Edge or Cloud? - Placing IIoT Workloads

Intent

This document has been written to help advise those planning an Industrial Internet of Things implementation as to where to place workloads within the data communications pipeline. The expectation is that the scenario is “connected”. As in there is intended to be a permanent internet (or intranet) connection between the factory and the cloud. Loss of this connection is an unwanted event, but one that needs to be considered and accounted for. Other Edge scenarios exist where connectivity to the cloud is expected or designed to be sporadic, this document does not directly cover those scenarios.??

Hybridisation of Cloud IoT

With the increasing hybridisation of what were purely cloud based IoT Solutions a few years ago, there is an increasing tendency to keep some aspects of the IoT Solution “on prem” or “on Edge” Edge Solutions are far more than ingestion engines now, capabilities are there for:

  • Data Processing
  • Persistence
  • User interaction
  • Advanced Analytics/AI

This document is intended to help determine the factors to consider when deciding where to place a workload.

Glossary

Edge – The environment where the data is initially acquired or created.

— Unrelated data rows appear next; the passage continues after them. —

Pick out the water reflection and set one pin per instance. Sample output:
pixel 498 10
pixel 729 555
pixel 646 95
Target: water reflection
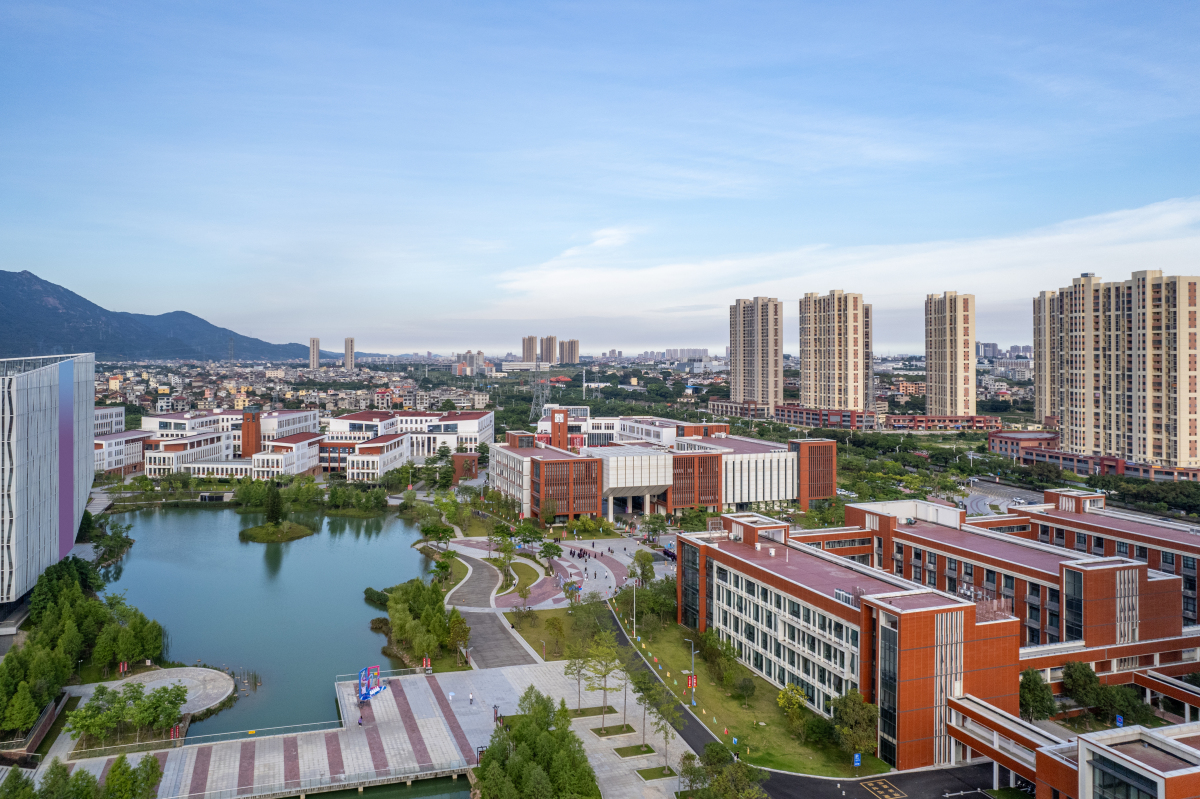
pixel 294 612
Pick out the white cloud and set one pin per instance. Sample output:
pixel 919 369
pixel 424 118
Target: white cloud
pixel 655 299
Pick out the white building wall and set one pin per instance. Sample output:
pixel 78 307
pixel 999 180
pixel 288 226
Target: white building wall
pixel 46 404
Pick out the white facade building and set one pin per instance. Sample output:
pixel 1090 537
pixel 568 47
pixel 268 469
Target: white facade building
pixel 377 457
pixel 361 426
pixel 121 452
pixel 298 454
pixel 47 415
pixel 109 420
pixel 171 455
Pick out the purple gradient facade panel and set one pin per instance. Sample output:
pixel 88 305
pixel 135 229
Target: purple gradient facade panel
pixel 66 457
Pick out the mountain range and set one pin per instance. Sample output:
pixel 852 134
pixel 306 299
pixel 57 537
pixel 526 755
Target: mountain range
pixel 42 318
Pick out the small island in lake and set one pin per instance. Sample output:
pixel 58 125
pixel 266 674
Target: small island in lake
pixel 275 533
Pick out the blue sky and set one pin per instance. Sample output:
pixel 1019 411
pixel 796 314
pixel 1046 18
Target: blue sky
pixel 451 175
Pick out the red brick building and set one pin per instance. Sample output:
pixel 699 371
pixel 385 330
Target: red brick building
pixel 826 418
pixel 1014 443
pixel 895 421
pixel 816 468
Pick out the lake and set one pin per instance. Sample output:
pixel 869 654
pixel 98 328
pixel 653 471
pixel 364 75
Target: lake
pixel 292 612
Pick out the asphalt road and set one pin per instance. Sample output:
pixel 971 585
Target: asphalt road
pixel 793 786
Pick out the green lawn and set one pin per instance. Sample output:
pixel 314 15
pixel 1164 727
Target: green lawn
pixel 771 745
pixel 534 636
pixel 477 527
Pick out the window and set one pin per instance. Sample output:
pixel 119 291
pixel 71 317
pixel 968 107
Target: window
pixel 1073 612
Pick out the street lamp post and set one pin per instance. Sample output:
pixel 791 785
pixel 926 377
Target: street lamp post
pixel 691 646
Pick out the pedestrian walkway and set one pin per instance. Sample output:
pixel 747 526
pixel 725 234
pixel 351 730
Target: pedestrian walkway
pixel 420 726
pixel 477 589
pixel 492 643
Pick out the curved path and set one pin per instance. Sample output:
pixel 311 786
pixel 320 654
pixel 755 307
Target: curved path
pixel 477 589
pixel 205 686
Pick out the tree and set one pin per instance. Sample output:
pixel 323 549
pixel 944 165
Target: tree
pixel 654 523
pixel 856 722
pixel 792 702
pixel 604 667
pixel 643 566
pixel 747 688
pixel 55 781
pixel 460 635
pixel 274 504
pixel 1079 682
pixel 1037 700
pixel 22 710
pixel 577 668
pixel 555 628
pixel 665 716
pixel 547 511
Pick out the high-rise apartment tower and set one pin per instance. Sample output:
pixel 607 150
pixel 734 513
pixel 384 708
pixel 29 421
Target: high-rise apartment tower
pixel 835 352
pixel 1125 355
pixel 549 349
pixel 949 354
pixel 756 352
pixel 569 350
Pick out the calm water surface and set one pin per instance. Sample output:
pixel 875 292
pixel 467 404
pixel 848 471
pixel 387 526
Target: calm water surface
pixel 292 612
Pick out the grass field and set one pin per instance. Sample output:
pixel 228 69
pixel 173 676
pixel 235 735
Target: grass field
pixel 772 745
pixel 534 636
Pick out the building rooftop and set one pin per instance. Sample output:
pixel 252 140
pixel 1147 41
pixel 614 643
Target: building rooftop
pixel 297 438
pixel 737 444
pixel 382 439
pixel 1025 434
pixel 365 415
pixel 126 436
pixel 999 546
pixel 1119 524
pixel 822 575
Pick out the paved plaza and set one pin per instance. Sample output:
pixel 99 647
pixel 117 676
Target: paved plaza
pixel 419 725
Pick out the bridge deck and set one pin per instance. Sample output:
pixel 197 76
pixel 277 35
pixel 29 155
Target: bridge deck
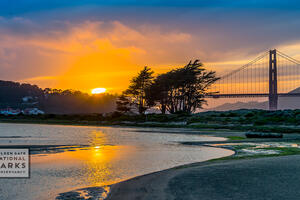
pixel 250 95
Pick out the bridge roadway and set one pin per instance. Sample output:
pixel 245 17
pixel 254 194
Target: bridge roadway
pixel 250 95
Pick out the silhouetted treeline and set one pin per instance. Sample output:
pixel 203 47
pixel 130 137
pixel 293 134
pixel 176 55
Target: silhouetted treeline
pixel 179 90
pixel 16 95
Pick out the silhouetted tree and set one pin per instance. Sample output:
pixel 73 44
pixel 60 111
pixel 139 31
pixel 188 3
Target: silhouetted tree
pixel 182 89
pixel 123 104
pixel 138 87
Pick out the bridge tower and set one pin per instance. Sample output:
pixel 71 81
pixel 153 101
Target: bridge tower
pixel 273 95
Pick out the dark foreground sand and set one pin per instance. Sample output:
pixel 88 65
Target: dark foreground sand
pixel 263 178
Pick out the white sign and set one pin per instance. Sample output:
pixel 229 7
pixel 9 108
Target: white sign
pixel 14 163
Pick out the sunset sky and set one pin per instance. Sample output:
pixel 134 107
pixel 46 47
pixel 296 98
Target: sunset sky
pixel 86 44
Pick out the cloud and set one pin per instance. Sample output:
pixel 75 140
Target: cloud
pixel 82 43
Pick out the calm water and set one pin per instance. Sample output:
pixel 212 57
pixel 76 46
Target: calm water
pixel 112 155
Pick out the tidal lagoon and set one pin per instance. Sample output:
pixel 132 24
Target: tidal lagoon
pixel 69 158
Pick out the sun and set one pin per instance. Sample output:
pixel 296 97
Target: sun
pixel 98 90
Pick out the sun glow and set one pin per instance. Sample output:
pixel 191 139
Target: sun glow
pixel 98 90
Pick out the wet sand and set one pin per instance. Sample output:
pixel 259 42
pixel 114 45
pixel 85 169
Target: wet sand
pixel 262 178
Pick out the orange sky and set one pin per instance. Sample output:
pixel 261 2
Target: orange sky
pixel 94 54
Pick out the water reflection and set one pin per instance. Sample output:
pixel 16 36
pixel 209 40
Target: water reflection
pixel 100 156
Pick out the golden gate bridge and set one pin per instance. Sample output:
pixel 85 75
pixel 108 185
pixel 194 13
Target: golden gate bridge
pixel 273 74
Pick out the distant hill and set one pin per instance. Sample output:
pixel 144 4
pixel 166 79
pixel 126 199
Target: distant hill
pixel 56 101
pixel 283 103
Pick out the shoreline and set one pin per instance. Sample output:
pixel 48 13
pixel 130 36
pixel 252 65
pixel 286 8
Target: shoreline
pixel 152 124
pixel 157 185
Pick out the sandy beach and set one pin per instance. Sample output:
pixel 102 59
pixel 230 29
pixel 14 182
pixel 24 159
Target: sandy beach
pixel 262 178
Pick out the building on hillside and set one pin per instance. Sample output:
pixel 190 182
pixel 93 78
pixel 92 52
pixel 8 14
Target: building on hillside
pixel 32 111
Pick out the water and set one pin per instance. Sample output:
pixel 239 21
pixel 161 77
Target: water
pixel 110 155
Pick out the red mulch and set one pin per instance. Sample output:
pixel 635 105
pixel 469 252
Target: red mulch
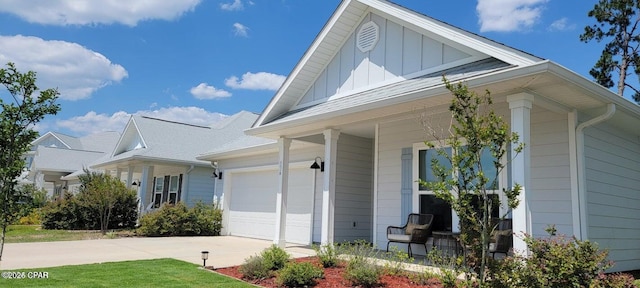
pixel 332 278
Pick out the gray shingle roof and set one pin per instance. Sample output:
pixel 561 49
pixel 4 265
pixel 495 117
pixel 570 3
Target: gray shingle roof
pixel 179 142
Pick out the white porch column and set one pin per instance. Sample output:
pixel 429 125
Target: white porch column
pixel 520 105
pixel 283 191
pixel 329 185
pixel 129 177
pixel 146 184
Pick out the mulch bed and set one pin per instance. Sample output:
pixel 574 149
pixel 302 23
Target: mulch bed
pixel 333 277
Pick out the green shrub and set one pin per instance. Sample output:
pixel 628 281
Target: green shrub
pixel 178 220
pixel 553 262
pixel 299 275
pixel 327 254
pixel 70 212
pixel 614 280
pixel 363 272
pixel 254 268
pixel 275 257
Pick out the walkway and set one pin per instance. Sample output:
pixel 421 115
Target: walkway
pixel 224 251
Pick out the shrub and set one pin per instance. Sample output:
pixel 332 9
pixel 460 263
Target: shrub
pixel 70 212
pixel 553 262
pixel 363 272
pixel 299 275
pixel 178 220
pixel 275 257
pixel 327 254
pixel 33 218
pixel 254 268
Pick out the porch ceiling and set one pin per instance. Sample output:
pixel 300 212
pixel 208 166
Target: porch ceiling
pixel 552 84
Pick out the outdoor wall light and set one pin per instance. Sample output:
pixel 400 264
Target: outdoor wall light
pixel 205 256
pixel 315 164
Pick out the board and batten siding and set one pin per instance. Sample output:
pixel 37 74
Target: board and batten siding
pixel 550 189
pixel 199 186
pixel 400 51
pixel 354 178
pixel 612 162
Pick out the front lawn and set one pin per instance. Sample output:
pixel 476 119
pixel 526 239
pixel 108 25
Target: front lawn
pixel 144 273
pixel 34 233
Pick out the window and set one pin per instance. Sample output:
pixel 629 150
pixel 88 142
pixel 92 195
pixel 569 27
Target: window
pixel 424 200
pixel 173 189
pixel 157 192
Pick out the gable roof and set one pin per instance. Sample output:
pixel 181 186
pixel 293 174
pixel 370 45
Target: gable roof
pixel 146 138
pixel 343 24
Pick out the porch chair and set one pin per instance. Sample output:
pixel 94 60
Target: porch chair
pixel 501 238
pixel 417 230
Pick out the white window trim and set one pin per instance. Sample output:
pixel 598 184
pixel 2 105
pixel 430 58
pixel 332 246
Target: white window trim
pixel 502 180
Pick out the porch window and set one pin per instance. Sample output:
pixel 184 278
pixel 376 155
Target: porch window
pixel 173 189
pixel 424 200
pixel 157 191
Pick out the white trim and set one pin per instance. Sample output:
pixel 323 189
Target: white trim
pixel 572 119
pixel 376 170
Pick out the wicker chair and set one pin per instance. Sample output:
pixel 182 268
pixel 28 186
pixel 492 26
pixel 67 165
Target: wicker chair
pixel 501 238
pixel 417 230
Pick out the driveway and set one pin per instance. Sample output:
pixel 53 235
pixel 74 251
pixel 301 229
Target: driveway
pixel 224 251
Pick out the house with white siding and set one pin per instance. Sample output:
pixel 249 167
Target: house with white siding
pixel 352 103
pixel 54 156
pixel 157 158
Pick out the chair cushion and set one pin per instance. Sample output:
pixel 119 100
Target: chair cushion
pixel 411 226
pixel 399 237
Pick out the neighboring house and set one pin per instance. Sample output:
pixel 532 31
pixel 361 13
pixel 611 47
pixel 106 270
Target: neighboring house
pixel 54 156
pixel 158 158
pixel 354 100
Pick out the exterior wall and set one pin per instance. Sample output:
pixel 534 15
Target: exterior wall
pixel 400 51
pixel 550 191
pixel 612 162
pixel 198 186
pixel 354 177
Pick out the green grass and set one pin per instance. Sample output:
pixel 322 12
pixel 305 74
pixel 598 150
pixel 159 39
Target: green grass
pixel 33 233
pixel 145 273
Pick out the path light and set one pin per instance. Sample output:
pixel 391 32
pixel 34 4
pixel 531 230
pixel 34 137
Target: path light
pixel 205 256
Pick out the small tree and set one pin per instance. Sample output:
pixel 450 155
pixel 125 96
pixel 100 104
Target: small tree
pixel 463 180
pixel 19 113
pixel 617 21
pixel 100 192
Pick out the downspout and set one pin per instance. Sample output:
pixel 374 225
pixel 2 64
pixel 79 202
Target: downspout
pixel 581 169
pixel 185 184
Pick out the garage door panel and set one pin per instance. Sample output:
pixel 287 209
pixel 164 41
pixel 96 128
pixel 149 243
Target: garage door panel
pixel 253 205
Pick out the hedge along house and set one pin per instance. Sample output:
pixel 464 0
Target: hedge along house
pixel 357 91
pixel 158 158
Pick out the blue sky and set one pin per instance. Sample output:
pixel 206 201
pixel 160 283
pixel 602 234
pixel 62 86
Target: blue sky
pixel 195 60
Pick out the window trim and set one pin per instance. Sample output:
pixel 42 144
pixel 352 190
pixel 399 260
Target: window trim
pixel 417 147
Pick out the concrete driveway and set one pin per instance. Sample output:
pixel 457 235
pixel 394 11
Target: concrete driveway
pixel 224 251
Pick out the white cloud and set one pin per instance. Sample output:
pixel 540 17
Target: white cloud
pixel 240 30
pixel 205 91
pixel 76 71
pixel 508 15
pixel 93 122
pixel 87 12
pixel 561 25
pixel 236 5
pixel 256 81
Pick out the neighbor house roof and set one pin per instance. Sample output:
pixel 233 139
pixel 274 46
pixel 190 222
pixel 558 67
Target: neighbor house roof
pixel 146 138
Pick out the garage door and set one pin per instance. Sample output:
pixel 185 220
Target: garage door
pixel 252 207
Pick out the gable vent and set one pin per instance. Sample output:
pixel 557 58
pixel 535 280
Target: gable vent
pixel 367 37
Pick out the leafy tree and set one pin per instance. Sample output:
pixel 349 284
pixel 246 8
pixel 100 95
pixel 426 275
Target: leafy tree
pixel 100 192
pixel 462 178
pixel 20 112
pixel 617 22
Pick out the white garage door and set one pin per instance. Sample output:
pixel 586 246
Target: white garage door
pixel 252 205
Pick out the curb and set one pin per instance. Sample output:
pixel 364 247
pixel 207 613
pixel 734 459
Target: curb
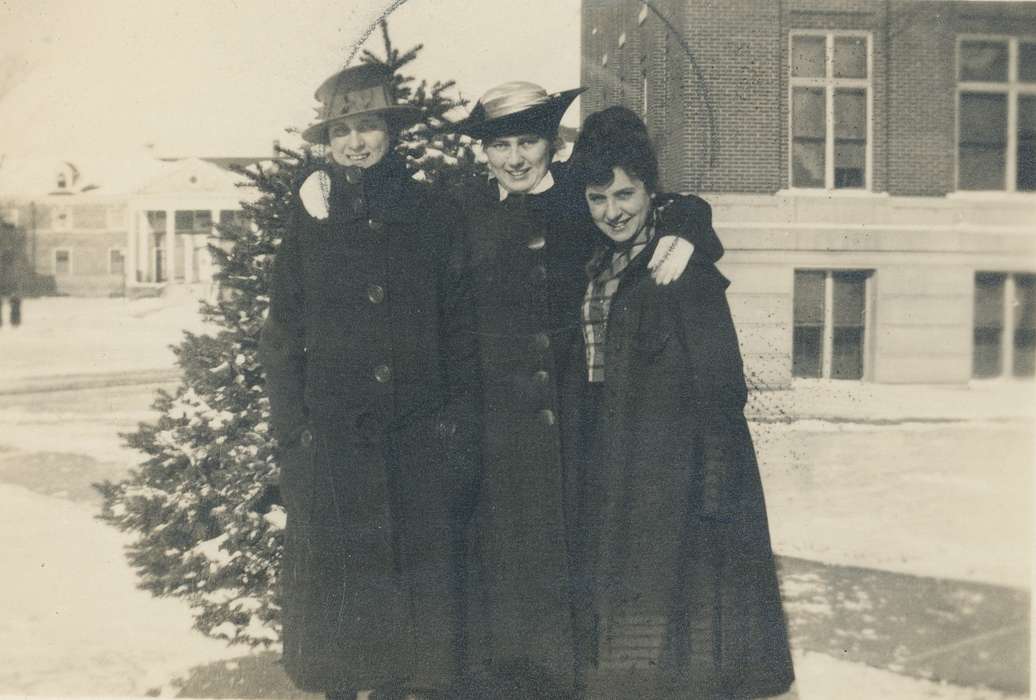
pixel 87 381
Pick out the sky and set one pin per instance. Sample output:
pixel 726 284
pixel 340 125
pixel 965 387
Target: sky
pixel 103 78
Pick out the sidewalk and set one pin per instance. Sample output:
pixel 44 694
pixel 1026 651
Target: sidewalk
pixel 966 634
pixel 890 404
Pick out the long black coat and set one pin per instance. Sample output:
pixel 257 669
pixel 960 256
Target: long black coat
pixel 677 554
pixel 528 255
pixel 369 346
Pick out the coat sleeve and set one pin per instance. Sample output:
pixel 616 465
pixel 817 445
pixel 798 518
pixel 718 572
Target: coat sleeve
pixel 282 343
pixel 708 334
pixel 689 217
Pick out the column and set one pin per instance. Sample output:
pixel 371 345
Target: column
pixel 170 239
pixel 132 232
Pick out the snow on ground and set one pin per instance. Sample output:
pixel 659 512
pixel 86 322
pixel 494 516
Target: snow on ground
pixel 72 619
pixel 855 473
pixel 73 336
pixel 953 501
pixel 823 677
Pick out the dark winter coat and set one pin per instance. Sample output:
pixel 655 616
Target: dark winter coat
pixel 675 557
pixel 528 257
pixel 369 348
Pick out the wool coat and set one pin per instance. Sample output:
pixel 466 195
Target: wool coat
pixel 674 562
pixel 373 380
pixel 528 255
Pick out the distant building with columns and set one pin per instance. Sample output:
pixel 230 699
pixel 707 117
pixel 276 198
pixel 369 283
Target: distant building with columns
pixel 131 227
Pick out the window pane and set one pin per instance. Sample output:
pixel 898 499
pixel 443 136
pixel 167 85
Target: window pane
pixel 989 300
pixel 203 221
pixel 983 61
pixel 1027 62
pixel 1025 325
pixel 851 57
pixel 183 222
pixel 156 221
pixel 1026 180
pixel 807 351
pixel 851 138
pixel 986 360
pixel 983 127
pixel 988 325
pixel 808 127
pixel 849 298
pixel 846 353
pixel 62 262
pixel 808 297
pixel 116 262
pixel 808 57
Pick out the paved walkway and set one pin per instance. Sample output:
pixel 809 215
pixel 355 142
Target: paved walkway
pixel 967 634
pixel 959 633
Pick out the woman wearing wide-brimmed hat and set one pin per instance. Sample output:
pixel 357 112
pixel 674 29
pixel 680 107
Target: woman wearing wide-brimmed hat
pixel 674 550
pixel 530 240
pixel 372 375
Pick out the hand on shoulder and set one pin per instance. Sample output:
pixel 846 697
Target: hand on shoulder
pixel 315 194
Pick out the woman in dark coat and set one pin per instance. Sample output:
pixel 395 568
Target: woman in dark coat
pixel 372 374
pixel 529 244
pixel 674 552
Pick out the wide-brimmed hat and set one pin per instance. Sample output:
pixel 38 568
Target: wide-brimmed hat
pixel 362 89
pixel 516 108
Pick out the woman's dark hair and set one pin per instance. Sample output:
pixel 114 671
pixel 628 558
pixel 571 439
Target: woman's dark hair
pixel 613 138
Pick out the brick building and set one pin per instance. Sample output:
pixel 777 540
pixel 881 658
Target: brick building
pixel 871 166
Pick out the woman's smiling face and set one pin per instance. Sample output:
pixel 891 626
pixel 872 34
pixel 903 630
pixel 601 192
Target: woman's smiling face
pixel 358 141
pixel 621 208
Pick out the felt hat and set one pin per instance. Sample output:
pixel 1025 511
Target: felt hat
pixel 517 108
pixel 354 91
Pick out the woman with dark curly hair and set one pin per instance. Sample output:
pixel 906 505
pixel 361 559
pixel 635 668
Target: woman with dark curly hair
pixel 677 574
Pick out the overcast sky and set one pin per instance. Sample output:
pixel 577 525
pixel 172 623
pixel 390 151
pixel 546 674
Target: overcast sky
pixel 225 77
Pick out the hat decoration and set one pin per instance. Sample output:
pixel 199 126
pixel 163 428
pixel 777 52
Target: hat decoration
pixel 360 90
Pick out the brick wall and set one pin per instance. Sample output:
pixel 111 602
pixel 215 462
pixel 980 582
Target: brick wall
pixel 718 88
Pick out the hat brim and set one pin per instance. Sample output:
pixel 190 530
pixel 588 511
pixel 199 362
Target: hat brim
pixel 544 118
pixel 398 116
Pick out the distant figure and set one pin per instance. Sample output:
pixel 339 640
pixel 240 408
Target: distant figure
pixel 13 271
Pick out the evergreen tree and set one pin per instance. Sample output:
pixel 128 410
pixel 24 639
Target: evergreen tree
pixel 200 505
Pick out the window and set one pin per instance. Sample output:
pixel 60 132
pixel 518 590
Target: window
pixel 62 261
pixel 194 222
pixel 830 111
pixel 997 114
pixel 116 261
pixel 1005 325
pixel 233 217
pixel 830 324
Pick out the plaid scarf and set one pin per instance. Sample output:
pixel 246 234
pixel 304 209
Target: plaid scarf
pixel 605 274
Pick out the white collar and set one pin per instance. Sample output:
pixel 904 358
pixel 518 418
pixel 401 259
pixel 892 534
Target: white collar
pixel 545 183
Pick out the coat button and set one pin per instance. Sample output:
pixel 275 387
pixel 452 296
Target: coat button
pixel 375 293
pixel 382 373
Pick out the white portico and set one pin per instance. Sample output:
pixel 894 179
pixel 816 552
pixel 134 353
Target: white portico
pixel 172 219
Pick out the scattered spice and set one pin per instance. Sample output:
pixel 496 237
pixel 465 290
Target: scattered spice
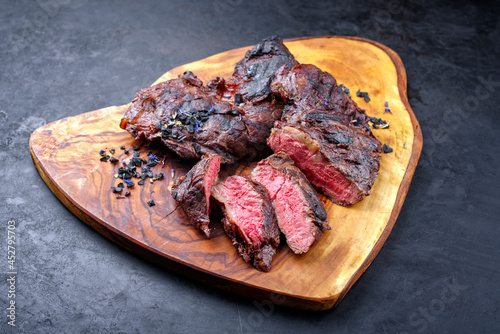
pixel 386 149
pixel 364 95
pixel 346 90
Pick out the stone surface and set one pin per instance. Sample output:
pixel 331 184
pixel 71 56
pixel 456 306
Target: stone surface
pixel 438 271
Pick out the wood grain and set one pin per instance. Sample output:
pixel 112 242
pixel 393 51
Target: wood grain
pixel 65 153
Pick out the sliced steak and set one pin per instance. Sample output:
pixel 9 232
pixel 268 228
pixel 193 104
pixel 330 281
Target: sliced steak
pixel 325 133
pixel 231 118
pixel 249 219
pixel 301 215
pixel 192 191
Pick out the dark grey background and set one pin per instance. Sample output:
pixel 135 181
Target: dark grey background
pixel 439 269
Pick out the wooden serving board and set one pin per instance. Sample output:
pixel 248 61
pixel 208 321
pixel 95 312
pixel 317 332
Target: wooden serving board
pixel 66 153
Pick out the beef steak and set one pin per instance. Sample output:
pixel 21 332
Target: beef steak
pixel 300 214
pixel 231 118
pixel 249 219
pixel 192 191
pixel 325 133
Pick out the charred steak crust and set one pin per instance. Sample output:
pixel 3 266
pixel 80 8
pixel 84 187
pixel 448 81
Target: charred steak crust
pixel 231 118
pixel 300 214
pixel 325 133
pixel 192 191
pixel 249 219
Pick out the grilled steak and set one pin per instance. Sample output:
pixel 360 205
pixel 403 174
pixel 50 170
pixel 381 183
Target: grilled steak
pixel 231 118
pixel 325 133
pixel 248 219
pixel 301 215
pixel 192 191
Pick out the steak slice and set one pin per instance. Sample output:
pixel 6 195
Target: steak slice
pixel 325 133
pixel 192 191
pixel 301 215
pixel 231 118
pixel 248 219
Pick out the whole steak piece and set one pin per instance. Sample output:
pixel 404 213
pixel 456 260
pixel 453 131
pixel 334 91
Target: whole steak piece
pixel 192 191
pixel 325 133
pixel 231 118
pixel 301 215
pixel 249 219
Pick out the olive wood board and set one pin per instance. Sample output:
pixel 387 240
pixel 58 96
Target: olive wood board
pixel 66 154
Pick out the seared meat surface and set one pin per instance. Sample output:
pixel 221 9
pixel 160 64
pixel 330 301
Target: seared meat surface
pixel 192 191
pixel 249 219
pixel 231 118
pixel 325 133
pixel 300 214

This can be equated with the phrase “on-premise”… but in an IIoT world, the Edge is generally seen as the Factory floor, ISA 95 levels 2 and 3. However as seen later in this document, the definition of Edge can stretch to cover all levels of the ISA 95 hierarchy.

Cloud - A term used to describe a global network of servers, each with a unique function. Specifically in relation to this document, the Azure cloud provided by Microsoft.

Hybrid – An architecture that uses a mix of Edge and Cloud technology to achieve its aims.

Protocol - A communication protocol is a system of rules that allows two or more entities of a communications system to transmit information via any kind of variation of a physical quantity. The protocol defines the rules, syntax, semantics and synchronization of communication and possible error recovery methods.

Protocol Translation – the means of taking data in a structure defined by a specific protocol and transforming it so that it meets the standards of another.

Data Ingestion – reception of data into a data collection device via a specific protocol. Inference/Inferencing – the use of AI or ML models to determine if a particular condition has been met.

AI – Artificial Intelligence - the theory and development of computer systems able to perform tasks normally requiring human intelligence, such as visual perception, speech recognition, decision making, and translation between languages.

ML – Machine Learning - the use and development of computer systems that are able to learn and adapt without following explicit instructions, by using algorithms and statistical models to analyse and draw inferences from patterns in data.?

Typical IIoT Architecture

In the IIoT environment, there are typically PLCs producing data in a variety of formats. The current best practice is seen as using translation software to convert all of this disparate data into a single format, usually OPC-UA. There are a number of off the shelf applications that can do this. Many factories already run one of these to act as a data interchange layer within the factory environment. For those that don’t, many of the vendors also now have containerised versions of these applications that can run as modules within the Edge environment.

IoT Edge is the Microsoft IoT edge processing environment, it is software that can be run on a variety of hardware and operating systems. Within IoT Edge, containerised workloads process data and there’s the ability to route data between these containers and/or up to the cloud. The definition of which containers are run within IoT Edge and the routings between them is defined from the cloud using IoT Hub.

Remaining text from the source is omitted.